Et Mahomet ; il est tout prêt. Quand, comment le faire tenir au meilleur de mes amis et de mes juges ?

Je vous embrasse mille fois.


1368. — DE FRÉDÉRIC II, ROI DE PRUSSE.
Remusberg, 21 octobre.

Mon cher Voltaire, je vous suis mille fois obligé de tous les bons offices que vous me rendez, du Liégeois[2] que vous abattez, de Van Duren que vous retenez, et, en un mot, de tout le bien que vous me faites. Vous êtes enfin le tuteur de mes ouvrages, et le génie heureux que sans doute quelque être bienfaisant m’envoie pour me soutenir et m’inspirer.

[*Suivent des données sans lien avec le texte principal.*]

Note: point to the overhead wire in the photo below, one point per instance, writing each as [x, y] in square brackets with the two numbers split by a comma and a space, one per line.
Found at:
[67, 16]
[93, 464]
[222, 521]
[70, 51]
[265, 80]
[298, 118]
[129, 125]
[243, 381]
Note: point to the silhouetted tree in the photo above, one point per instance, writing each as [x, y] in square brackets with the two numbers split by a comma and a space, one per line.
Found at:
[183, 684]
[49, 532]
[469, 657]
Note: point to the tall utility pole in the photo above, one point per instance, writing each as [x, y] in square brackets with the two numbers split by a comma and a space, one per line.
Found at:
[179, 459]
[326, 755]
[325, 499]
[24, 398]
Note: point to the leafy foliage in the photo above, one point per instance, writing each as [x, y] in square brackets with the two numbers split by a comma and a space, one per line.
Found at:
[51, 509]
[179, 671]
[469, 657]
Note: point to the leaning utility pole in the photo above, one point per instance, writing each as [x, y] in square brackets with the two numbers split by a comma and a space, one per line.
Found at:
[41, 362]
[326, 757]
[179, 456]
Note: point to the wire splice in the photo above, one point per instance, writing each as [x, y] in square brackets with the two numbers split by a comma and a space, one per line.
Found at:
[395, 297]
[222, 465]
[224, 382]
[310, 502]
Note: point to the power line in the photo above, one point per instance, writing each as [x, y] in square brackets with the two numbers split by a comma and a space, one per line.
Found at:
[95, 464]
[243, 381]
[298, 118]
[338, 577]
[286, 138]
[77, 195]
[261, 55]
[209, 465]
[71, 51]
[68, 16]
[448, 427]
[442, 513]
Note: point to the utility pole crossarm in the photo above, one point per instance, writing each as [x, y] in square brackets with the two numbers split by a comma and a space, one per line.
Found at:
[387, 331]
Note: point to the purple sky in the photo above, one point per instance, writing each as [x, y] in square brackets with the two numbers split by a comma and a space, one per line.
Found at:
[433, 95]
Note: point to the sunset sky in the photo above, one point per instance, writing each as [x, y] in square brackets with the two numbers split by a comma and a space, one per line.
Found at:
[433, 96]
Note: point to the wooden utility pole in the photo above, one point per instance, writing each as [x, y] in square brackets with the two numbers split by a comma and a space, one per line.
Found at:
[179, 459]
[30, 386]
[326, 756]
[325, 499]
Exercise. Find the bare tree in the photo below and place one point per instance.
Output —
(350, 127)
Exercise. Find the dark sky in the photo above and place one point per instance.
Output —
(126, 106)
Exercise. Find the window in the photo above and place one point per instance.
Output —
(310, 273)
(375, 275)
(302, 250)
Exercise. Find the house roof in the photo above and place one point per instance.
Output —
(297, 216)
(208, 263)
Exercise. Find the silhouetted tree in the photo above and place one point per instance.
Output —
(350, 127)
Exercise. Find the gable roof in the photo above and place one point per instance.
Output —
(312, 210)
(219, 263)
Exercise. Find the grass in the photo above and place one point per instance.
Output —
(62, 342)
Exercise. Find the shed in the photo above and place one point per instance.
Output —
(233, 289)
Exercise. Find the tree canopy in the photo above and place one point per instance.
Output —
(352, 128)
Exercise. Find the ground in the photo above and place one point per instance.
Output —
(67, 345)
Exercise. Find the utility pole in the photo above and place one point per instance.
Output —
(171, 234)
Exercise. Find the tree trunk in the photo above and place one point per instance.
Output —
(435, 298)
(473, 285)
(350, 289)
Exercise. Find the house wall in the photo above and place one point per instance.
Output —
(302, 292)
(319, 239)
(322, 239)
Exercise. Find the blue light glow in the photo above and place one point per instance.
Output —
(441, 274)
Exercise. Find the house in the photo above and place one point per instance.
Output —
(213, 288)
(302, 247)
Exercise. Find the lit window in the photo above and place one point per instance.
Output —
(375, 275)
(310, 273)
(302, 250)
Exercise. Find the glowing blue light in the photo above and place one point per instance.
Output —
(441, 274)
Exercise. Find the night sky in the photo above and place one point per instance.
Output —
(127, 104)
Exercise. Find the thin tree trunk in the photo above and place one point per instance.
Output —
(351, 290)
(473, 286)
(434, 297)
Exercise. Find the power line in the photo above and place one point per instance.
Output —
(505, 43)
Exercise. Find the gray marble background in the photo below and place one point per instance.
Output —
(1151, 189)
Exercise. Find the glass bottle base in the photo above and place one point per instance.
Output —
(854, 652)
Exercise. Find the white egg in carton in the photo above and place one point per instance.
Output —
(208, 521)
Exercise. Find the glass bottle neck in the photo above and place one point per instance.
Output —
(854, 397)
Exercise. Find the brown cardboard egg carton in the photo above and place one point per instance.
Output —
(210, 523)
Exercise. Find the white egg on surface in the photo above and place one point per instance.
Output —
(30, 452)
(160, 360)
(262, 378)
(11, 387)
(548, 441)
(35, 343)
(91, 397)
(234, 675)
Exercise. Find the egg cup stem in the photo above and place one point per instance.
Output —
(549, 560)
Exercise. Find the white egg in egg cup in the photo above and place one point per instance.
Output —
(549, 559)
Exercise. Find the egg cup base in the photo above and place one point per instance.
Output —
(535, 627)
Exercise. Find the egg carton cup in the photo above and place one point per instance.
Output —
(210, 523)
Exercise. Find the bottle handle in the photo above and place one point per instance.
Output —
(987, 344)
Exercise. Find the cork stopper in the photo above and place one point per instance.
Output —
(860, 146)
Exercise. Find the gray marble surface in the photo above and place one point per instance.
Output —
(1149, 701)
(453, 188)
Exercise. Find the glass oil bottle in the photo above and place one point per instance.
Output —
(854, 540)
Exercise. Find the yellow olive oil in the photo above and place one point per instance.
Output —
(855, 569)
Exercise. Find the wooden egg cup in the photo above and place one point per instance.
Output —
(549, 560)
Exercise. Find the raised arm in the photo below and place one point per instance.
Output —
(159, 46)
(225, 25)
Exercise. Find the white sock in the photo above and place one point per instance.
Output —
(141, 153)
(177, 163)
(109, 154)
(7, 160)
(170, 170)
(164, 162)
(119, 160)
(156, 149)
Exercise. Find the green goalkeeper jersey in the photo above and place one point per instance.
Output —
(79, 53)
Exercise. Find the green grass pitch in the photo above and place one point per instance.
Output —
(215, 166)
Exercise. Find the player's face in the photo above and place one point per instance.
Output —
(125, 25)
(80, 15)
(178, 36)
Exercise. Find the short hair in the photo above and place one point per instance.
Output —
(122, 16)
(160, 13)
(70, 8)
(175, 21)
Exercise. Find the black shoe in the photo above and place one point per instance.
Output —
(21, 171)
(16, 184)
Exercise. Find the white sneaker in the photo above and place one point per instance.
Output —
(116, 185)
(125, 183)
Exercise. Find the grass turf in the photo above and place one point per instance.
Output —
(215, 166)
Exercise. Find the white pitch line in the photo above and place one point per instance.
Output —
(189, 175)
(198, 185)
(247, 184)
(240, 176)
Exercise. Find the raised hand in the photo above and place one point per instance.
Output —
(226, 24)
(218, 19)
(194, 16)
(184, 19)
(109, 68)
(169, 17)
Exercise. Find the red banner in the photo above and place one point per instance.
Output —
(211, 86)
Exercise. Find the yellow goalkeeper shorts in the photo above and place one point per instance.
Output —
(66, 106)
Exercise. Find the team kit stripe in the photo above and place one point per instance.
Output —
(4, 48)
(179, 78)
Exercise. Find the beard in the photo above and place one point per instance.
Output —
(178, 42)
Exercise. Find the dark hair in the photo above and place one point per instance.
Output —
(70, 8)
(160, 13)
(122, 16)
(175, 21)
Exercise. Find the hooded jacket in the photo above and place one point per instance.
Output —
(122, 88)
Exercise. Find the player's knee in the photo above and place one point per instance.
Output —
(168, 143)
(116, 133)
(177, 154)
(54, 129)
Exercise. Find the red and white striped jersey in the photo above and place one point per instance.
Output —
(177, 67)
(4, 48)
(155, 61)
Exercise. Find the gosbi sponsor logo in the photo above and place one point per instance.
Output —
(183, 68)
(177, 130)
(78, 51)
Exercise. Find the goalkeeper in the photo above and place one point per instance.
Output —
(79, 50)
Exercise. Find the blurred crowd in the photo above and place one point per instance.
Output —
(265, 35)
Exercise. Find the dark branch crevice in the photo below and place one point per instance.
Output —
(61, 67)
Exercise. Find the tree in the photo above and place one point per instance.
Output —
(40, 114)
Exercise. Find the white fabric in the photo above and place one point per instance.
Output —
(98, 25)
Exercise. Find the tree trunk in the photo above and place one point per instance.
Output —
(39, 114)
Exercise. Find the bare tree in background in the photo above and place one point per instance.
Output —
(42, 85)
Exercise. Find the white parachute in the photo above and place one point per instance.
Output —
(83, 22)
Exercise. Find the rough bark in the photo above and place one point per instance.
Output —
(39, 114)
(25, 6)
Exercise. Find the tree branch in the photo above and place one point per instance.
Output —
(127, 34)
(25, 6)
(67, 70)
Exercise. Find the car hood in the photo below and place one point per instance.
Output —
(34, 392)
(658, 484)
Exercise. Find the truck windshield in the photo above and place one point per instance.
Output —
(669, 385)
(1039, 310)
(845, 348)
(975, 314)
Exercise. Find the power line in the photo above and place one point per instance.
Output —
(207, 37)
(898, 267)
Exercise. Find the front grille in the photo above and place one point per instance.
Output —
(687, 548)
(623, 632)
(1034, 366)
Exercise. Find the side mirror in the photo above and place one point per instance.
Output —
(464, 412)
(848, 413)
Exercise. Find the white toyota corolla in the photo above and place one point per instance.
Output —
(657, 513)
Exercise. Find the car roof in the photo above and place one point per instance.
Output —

Ô vous, mortels ingrats ! ô vous, cœurs insensibles !
Qui ne connaissez point l’amour ni la pitié,
Qui n’enfantez jamais que des projets nuisibles,
Adorez l’Amitié.

La vertu la fit naître, et les dieux la douèrent
De l’honneur scrupuleux, de la fidélité ;
Les traits les plus brillants et les plus doux l’ornèrent
De la divinité.

Elle attire, elle unit les âmes vertueuses,
Leur sort est au-dessus de celui des humains ;
Leurs bras leur sont communs, leurs armes généreuses
Triomphent des destins.

Tendre et vaillant Nisus, vous, sensible Euryale[3],
Héros dont l’amitié, dont le divin transport
Sut resserrer les nœuds de votre ardeur égale
Jusqu’au sein de la mort ;

Vos siècles engloutis du temps qui les dévore,
Contre les hauts exploits à jamais conjurés,
N’ont pu vous dérober l’encens dont on honore
Vos grands noms consacrés.

  1. Premier président du parlement de Rouen.
  2. Le prince-évêque de Liège.
  3. Frédéric, en 1739, avait commencé une tragédie intitulée Nisus et Euryale.